Na produção, ela interpreta Antônia, uma personagem que exige densidade e cuidado, em uma trama baseada no real acidente com Césio-137, em Goiânia. Para dar vida a essa figura, o processo de preparação foi rigoroso. Além do trabalho de elenco, ela mergulhou no contexto real. “Eu estudei bastante o contexto do acidente e tudo que envolve o caso do Césio-137, porque não tinha como entrar nesse universo sem entender o peso real daquilo. Era importante tratar o tema com respeito e responsabilidade. Foi uma preparação muito emocional, mas também muito técnica, de escuta, de presença e de verdade”, explica.
A série aborda uma situação de alta tensão e risco, e Ana precisou encontrar um equilíbrio emocional para dar verdade às cenas mais intensas. “Eu trabalhei muito com a ideia de contenção. Porque em situações extremas, às vezes, a pessoa nem consegue ‘explodir’, ela só tenta sobreviver, respirar, proteger quem está perto. Então eu fui buscando esse lugar: como a Antônia reage quando ela percebe que tem algo errado? Como ela segura o medo pra não desestabilizar os outros?
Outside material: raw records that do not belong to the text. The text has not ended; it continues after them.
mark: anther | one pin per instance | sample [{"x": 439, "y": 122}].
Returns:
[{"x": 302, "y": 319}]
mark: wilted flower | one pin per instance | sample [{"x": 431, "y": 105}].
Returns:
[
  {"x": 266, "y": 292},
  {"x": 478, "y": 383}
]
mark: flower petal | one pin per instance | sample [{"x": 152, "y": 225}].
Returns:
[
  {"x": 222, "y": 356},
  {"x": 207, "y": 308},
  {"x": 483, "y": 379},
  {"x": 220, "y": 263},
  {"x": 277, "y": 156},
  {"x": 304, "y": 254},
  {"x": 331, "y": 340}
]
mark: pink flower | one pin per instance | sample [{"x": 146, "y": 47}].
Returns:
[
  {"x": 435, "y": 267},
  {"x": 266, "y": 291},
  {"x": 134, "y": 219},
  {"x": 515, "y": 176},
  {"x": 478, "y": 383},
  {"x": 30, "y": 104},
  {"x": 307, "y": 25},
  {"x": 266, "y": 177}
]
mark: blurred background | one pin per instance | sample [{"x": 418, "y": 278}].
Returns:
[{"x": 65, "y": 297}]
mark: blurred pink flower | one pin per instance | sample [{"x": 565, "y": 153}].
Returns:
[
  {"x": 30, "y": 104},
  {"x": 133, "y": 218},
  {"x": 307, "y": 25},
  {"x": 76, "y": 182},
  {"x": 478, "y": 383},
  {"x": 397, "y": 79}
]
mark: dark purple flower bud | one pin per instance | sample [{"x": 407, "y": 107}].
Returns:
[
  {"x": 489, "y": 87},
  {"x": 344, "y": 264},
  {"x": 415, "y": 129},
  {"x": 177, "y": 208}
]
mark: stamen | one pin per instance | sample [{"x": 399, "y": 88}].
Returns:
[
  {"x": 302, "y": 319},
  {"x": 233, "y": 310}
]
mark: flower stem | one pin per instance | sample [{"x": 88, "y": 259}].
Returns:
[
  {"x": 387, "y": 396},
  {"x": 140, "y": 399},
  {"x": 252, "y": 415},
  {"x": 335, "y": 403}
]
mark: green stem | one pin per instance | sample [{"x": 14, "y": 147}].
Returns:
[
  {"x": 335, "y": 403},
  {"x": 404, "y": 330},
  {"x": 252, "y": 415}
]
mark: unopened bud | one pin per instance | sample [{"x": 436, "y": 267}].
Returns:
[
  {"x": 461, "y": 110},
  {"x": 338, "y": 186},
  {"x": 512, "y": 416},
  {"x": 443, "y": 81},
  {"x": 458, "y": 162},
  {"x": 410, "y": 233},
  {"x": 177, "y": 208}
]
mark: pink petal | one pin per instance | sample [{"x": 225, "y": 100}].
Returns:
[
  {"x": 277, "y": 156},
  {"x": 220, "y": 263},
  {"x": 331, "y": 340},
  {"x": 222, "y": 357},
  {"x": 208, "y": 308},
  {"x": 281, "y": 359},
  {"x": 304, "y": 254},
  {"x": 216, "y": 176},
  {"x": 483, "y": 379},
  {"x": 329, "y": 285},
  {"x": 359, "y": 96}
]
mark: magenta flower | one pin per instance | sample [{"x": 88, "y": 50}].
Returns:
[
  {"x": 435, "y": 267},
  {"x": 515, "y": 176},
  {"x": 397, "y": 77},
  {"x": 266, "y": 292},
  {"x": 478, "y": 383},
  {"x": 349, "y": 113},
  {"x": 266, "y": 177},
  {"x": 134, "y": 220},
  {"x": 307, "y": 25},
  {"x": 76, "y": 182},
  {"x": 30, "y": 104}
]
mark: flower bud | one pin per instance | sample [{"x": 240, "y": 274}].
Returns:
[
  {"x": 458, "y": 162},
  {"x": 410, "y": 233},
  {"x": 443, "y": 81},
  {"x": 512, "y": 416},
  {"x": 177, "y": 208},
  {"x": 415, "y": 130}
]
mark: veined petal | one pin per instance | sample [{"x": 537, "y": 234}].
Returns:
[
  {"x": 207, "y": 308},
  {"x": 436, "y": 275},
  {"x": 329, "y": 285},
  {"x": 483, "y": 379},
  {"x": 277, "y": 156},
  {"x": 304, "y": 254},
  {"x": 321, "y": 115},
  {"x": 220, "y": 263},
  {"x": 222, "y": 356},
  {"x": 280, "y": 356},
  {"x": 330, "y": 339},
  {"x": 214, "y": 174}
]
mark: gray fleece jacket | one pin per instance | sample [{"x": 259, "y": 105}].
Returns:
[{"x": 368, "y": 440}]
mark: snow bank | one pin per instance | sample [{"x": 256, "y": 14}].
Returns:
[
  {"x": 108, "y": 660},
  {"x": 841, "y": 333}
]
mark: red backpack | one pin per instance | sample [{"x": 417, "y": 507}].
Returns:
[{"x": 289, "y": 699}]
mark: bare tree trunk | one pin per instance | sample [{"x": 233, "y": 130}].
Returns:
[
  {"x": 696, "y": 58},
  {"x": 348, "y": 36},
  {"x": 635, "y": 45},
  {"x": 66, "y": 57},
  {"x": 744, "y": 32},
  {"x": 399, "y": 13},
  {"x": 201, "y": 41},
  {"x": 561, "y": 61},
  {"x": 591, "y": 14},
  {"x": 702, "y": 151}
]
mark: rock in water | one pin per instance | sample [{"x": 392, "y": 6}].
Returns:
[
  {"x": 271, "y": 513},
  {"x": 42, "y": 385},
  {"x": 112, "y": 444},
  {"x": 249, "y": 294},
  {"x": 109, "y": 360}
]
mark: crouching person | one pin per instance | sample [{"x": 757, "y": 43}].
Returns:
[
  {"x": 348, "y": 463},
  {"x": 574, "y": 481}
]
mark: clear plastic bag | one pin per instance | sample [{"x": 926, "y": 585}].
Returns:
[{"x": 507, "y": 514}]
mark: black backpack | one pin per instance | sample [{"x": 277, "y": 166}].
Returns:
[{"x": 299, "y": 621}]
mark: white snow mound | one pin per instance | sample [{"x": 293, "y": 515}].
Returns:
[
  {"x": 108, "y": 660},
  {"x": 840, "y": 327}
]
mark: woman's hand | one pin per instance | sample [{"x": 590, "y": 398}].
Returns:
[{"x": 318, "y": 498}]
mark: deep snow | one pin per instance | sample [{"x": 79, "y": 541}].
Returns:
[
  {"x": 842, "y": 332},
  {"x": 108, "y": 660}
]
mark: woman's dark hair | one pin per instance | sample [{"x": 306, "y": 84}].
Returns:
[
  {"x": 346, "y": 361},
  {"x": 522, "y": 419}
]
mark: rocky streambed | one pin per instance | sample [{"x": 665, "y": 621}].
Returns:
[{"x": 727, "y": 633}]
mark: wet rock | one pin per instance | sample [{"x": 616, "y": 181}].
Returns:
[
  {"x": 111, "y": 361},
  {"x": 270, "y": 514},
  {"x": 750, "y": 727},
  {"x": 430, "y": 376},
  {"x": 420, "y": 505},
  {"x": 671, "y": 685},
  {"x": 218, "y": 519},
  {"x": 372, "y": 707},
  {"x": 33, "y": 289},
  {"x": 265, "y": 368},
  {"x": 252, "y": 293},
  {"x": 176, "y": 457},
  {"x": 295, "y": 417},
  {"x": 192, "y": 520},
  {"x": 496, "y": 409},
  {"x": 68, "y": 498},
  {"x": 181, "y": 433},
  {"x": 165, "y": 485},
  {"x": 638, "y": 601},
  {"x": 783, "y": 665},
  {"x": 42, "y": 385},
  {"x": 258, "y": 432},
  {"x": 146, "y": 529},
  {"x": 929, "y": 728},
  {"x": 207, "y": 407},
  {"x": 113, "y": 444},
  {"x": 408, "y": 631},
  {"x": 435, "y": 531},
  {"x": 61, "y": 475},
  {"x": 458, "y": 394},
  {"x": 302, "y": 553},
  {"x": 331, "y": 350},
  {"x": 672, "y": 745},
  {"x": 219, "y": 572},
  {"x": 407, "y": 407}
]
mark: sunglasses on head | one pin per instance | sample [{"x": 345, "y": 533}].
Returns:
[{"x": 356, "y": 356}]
Foi um trabalho muito no corpo, no olhar, no silêncio mesmo”, relata.
Para ela, o suporte da equipe foi fundamental: “E eu também tentei não carregar tudo sozinha, sabe? A troca com o elenco ajudou demais, porque tinha um clima muito forte de parceria. Isso faz toda diferença quando você precisa acessar emoções tão intensas sem cair no exagero”.
Natureza do roteiro e marco na trajetória
O que a levou a aceitar o projeto, no entanto, não foi apenas o desafio técnico, mas a natureza do roteiro. “Fiquei tranquila em perceber que não era uma série só pra entreter. Era uma narrativa com responsabilidade, com peso humano, com um cuidado real em contar aquilo com dignidade. E também me pegou muito o fato de ser uma história sobre pessoas comuns. Gente que estava vivendo a vida normal e, de repente, tudo muda por causa de uma negligência absurda”, conta Ana.
Para a atriz, esse papel representa um marco significativo em sua trajetória. “É a minha primeira personagem como elenco principal em uma produção desse tamanho. E é muito especial porque não é qualquer personagem. A Antônia tem uma função muito importante dentro da trama, ela movimenta a história. É uma personagem que exige presença, escuta, verdade, e que não permite que você faça ‘pela metade’. Foi um trabalho que me colocou num lugar de mais responsabilidade e também de mais confiança no meu próprio caminho”, comemora.
A experiência, tão extrema em cena, deixou marcas também fora dela. “Profissionalmente, eu sinto que eu cresci muito em concentração e em entrega emocional com precisão. Porque esse tipo de história exige verdade o tempo inteiro. E pessoalmente… eu saí muito mexida. Emergência radioativa me fez pensar muito sobre responsabilidade, sobre o quanto a negligência pode destruir vidas, e sobre como a gente precisa valorizar o cuidado, o coletivo, o outro”, conclui.